Every roofing product, siding product, paint or stain and hardware feature is going to affect the final cost. For example, you might love the idea of a metal roof and Smart Siding but perhaps working with shingle and wood siding products may be a more viable option from a financial standpoint.
A center aisle barn is a popular design choice but remember it doesn’t have to be a high-profile design. A low- profile barn will do the same job at much less expense, especially if you don’t need a loft space. Or a doublewide design may suffice for your horse housing needs and is especially fitting for narrow spaces.
It is important to buy what you need and a bit of what you want. Don’t buy big to impress other people. Buy what works for you and your horses. Horses are not impressed by ‘bling,’ they are simple critters with simple needs.
Also consider breaking the construction project down into major parts such as the exterior shell of the structure versus the interior build. There may be areas of the construction that you could complete yourself to save money or push the expense to a later date and add when necessary.
For example, a shed row barn with some front sides left open, could be closed in later as funds allow, but could be used for storage purposes for hay and bedding supplies meantime. If you are handy perhaps there’s an option to finish the interior of the barn at your equine facility and add front stall walls, doors, and partitions.
Wherever you compromise, and you should compromise to keep your new equine facility purchase on a budget track, just make certain it is not a false economy. For example, if you decide to go it alone on interior finishing but your local lumber yard pricing or stall gates/grill prices are retail then buying them built in may ultimately save you money. It is essential to compare the ‘apples to apples’ practice and validate the final price to be paid is accurate.
Also never buy a barn for your equine facility that limits your potential use past a comfortable point. You may regret buying a two stall-barn when you know full well that later your mare will be bred and foaled out or your next kid in the line-up decides they want to join their sibling and have a pony requiring a third stable.
To help achieve the ultimate barn ownership dream in terms of number of stalls and storage, it may be prudent to plan to purchase more than one structure and set a timeline for managing the financial aspects of the project. You could consider having the site prepped and ready to accommodate all the structures planned but have the second/third structure set to arrive at a later time. Which brings us to another way to save money.
Buy More Than One
Modular construction companies often build more than one type of structure. Perhaps they offer horse barns and kennels and chicken coops or horse barns and sheds. If you are in the market for more than one product, ask about quantity discounts for a multiple purchase.
Larger companies may even agree to ‘hold’ a secondary or even primary structure on a deposit pending your site prep or site acquisition timeline so that you can cash in on a special deal (see Angelina’s article link above for more on that!)

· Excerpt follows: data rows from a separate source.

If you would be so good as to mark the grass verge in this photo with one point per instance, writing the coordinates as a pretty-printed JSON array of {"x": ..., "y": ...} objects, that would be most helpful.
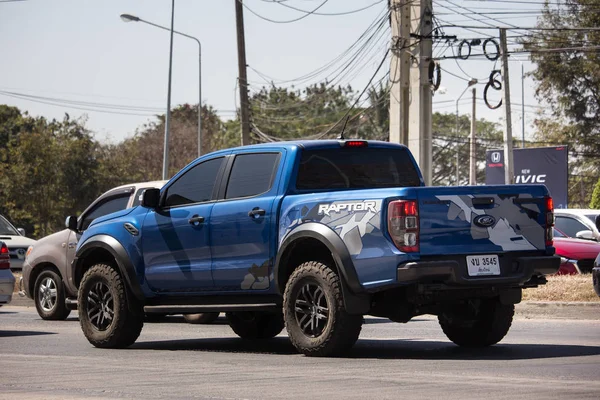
[{"x": 564, "y": 288}]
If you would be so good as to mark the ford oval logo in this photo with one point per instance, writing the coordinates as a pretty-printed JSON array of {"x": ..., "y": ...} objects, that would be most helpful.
[{"x": 484, "y": 221}]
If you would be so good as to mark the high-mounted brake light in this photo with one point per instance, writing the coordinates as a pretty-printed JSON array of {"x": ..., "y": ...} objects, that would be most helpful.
[
  {"x": 403, "y": 225},
  {"x": 549, "y": 220},
  {"x": 4, "y": 257},
  {"x": 355, "y": 143}
]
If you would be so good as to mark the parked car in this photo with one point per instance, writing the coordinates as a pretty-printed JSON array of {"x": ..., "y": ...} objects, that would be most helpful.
[
  {"x": 312, "y": 235},
  {"x": 577, "y": 255},
  {"x": 578, "y": 223},
  {"x": 45, "y": 274},
  {"x": 16, "y": 242},
  {"x": 7, "y": 279}
]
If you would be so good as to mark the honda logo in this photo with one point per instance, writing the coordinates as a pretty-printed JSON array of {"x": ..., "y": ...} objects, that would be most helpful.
[{"x": 485, "y": 221}]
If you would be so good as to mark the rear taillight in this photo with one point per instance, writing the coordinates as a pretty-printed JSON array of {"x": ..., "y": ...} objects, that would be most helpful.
[
  {"x": 549, "y": 220},
  {"x": 4, "y": 257},
  {"x": 403, "y": 225}
]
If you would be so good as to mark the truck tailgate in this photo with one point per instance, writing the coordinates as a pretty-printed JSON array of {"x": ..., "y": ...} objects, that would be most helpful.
[{"x": 481, "y": 219}]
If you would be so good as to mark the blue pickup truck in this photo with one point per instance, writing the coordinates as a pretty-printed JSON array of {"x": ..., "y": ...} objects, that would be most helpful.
[{"x": 312, "y": 236}]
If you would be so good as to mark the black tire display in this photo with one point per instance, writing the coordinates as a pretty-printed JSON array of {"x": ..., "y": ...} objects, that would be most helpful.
[
  {"x": 49, "y": 296},
  {"x": 201, "y": 318},
  {"x": 255, "y": 324},
  {"x": 314, "y": 313},
  {"x": 106, "y": 318},
  {"x": 477, "y": 323}
]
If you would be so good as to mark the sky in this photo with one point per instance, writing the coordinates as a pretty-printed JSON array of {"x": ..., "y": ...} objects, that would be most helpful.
[{"x": 81, "y": 52}]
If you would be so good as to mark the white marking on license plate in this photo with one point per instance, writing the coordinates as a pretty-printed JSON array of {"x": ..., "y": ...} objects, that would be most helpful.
[{"x": 483, "y": 265}]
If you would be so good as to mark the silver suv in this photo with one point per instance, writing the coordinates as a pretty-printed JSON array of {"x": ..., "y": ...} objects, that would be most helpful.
[{"x": 45, "y": 277}]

Once you’ve decided to buy something as exciting to own as a new barn for your equine facility it is very difficult to be patient. But rushing into a purchasing decision can cost you money. Do your due diligence, ask about discount sales, and watch the marketplace to learn when they are likely to occur. For example, many modular companies like to clear their factory lot before winter to minimize the efforts needed not just snow maintenance and/or buildings sitting through winter, but also to finish out their tax year with a sales boost. It’s a good time to strike a good deal. It always pays to ask.